Maryland (HB 160) in effect 2002
Covers children less than 18 years of age with a limit of $1,400 per aid, every 36 months.

Minnesota (Minn. Stat. 62Q.675) in effect 8/2003
Covers children less than 18 years of age with a limit of 1 hearing aid per ear, every 36 months, no limit on cost and no additional deductible nor similar restrictions.

Missouri (376.1220 R.S. Mo) in effect 2004
Newborns has coverage for screening, hearing aid purchases and audiological assessment with a
limit, although coverage amount varies per need of the newborn.

New Hampshire (HB 561) in effect 1/2011
Has no age restrictions with a limit of $1,500 per hearing aid, per ear, once every 60 months.

New Jersey (S. 467 / A. 1571) in effect 4/2009
Offers coverage for children 15 years old and younger with a limit of coverage for $1,000 per aid, once every 2 years.

New Mexico (SB 529) in effect 7/2007
Covers children 18 and under, or even those 21 and under if they are still enrolled in high school with a
limit of $2,200 per ear, once every 36 months.

North Carolina (HB 589) in effect 1/2011
Children under the age of 22 has coverage with a limit of up to $2,500 per hearing aid, per ear, once every 36 months.

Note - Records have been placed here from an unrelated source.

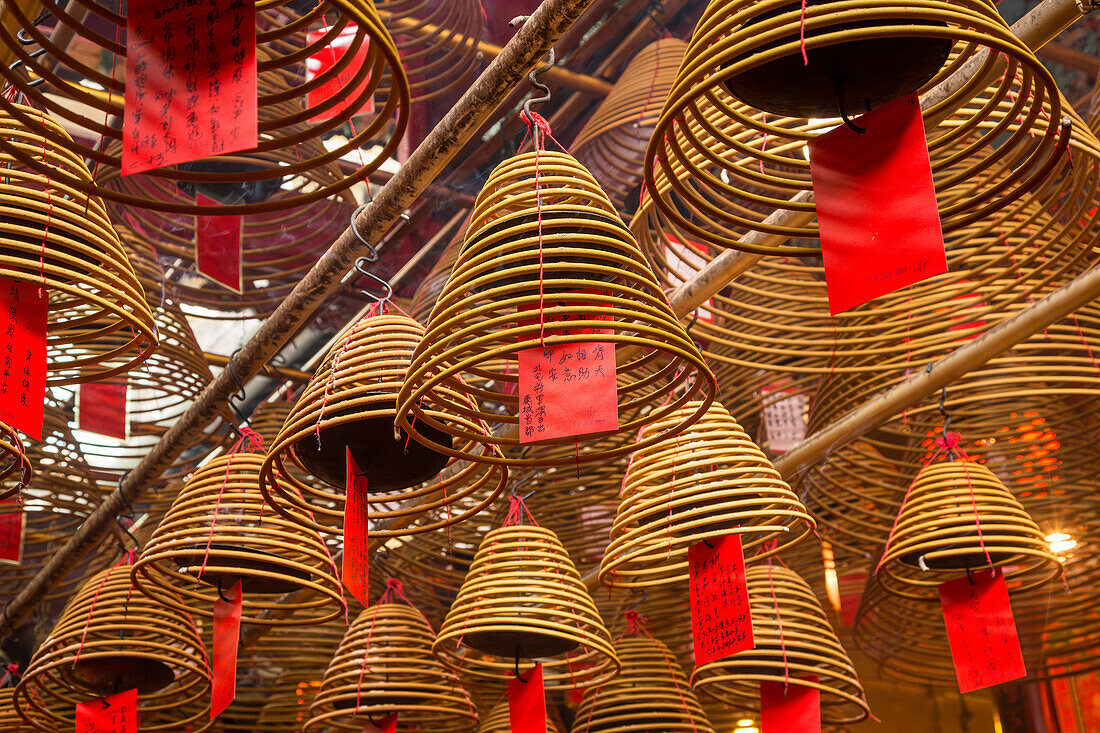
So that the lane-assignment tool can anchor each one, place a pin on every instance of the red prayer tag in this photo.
(356, 559)
(23, 368)
(190, 81)
(721, 621)
(785, 708)
(116, 713)
(101, 408)
(227, 635)
(981, 631)
(877, 205)
(527, 706)
(218, 245)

Oklahoma (36 Okl. St. 6060.7) in effect 11/2002
Covers children under 18 and adds requirement of hearing aid prescription and dispensing by a licensed audiologist; allowing hearing aid benefit every 48 months without a dollar limit.

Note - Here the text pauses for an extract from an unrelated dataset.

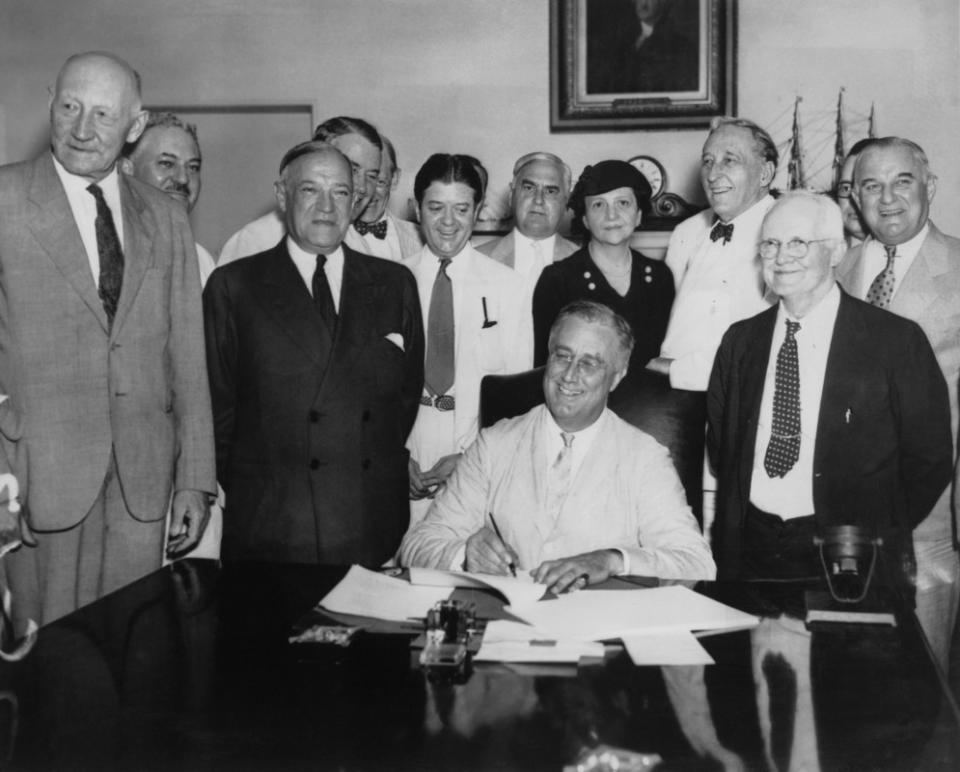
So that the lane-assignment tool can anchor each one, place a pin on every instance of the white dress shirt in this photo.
(306, 263)
(84, 208)
(792, 495)
(717, 284)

Oregon (HB 2589 / Chapter 553 – 2009 Laws) in effect 1/2010
Children under 18 and also dependents are covered with a limit – $4,000 per aid, once every 48 months.

Rhode Island (R.I. Gen. Stat. 27-19-51) in effect 1/2002
No age restrictions on coverage but with a limit increased in 2006 from $400 to $2,000, per hearing aid for people under 19. For all others, increased from $400 to $800, per hearing aid once every 36 months for both groups.

Wisconsin (SB 27 / 2009 Wisconsin Act 17) in effect 1/2010
Covers children under 18 (Hearing aids and cochlear implants) with no dollar limit covering the cost of one hearing aid per ear (once every 3 years), cochlear implants, and related therapy.